You know those types of unashamedly imposing people that at the first whiff of being acquainted with a professional of some sort (doctors, dentists & lawyers in particular) at a dinner party or whatever, will feel the uncontrollable urge to give vent to every vexing personal issue they may be currently in a dither about regarding the field in question - and then expect an impromptu free consultation there and then? I don't suppose divulging psychiatry as your profession attracts the same enthusiasm... 'I was just wondering--if it's not too much trouble--could you have a look at these bizarre thought processes I've been having of late, and these really odd fixations!...oh, please tell me I'm normal!..' No, I don't think so...

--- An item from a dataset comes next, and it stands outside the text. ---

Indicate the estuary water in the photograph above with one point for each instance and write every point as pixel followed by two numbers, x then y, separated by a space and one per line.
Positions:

I would suspect that when people discover what you do they become instantly anxious about tucking in all those frilly unsightly frayed bits protruding from their psyches...a bit like the awkward self-consciousness, and maybe a little embarrassment, that excessively tidy & over-groomed people elicit when in juxtaposition to the more unkempt ferrel breed of personages that dare go about untucked/unmasked...ha! the horror!

Novalis said...

Shhh, put that id back were it belongs...

Anonymous said...

My ID stays hidden...along with my secret Billy Joel obsession - oh f#@!, it's out now (SSHHh, don't tell anyone..)

Pam M.S. MD said...

Clarification of comment about being married to a psychiatrist...
What's it like being married to a psychiatrist?
It's like being married to any other clueless man (with regard to the delicate understanding of a woman's feelings).
Another common question, "Doesn't he try to psychoanalyze you?"
Answer: No, well, let me rephrase that, "Hell, no".
You know I love you dear.
At the end of a long day, a psychiatrist is brain dead of psychoanalyzing...
At the comedy club Mrs. Dr. S was drinking, but this is not a prerequisite to making humor of Novalis, which is great fun to Mrs. S., which I'm sure no one will find shocking (get it, ECT, shocking).
Novalis continues with his intellectual banter as his wife watches reality t.v. and reads tabloids, and ponders all the blood and gore that I experience and think what a shame Novalis is a psychiatrist and he misses out on these gems of experiences.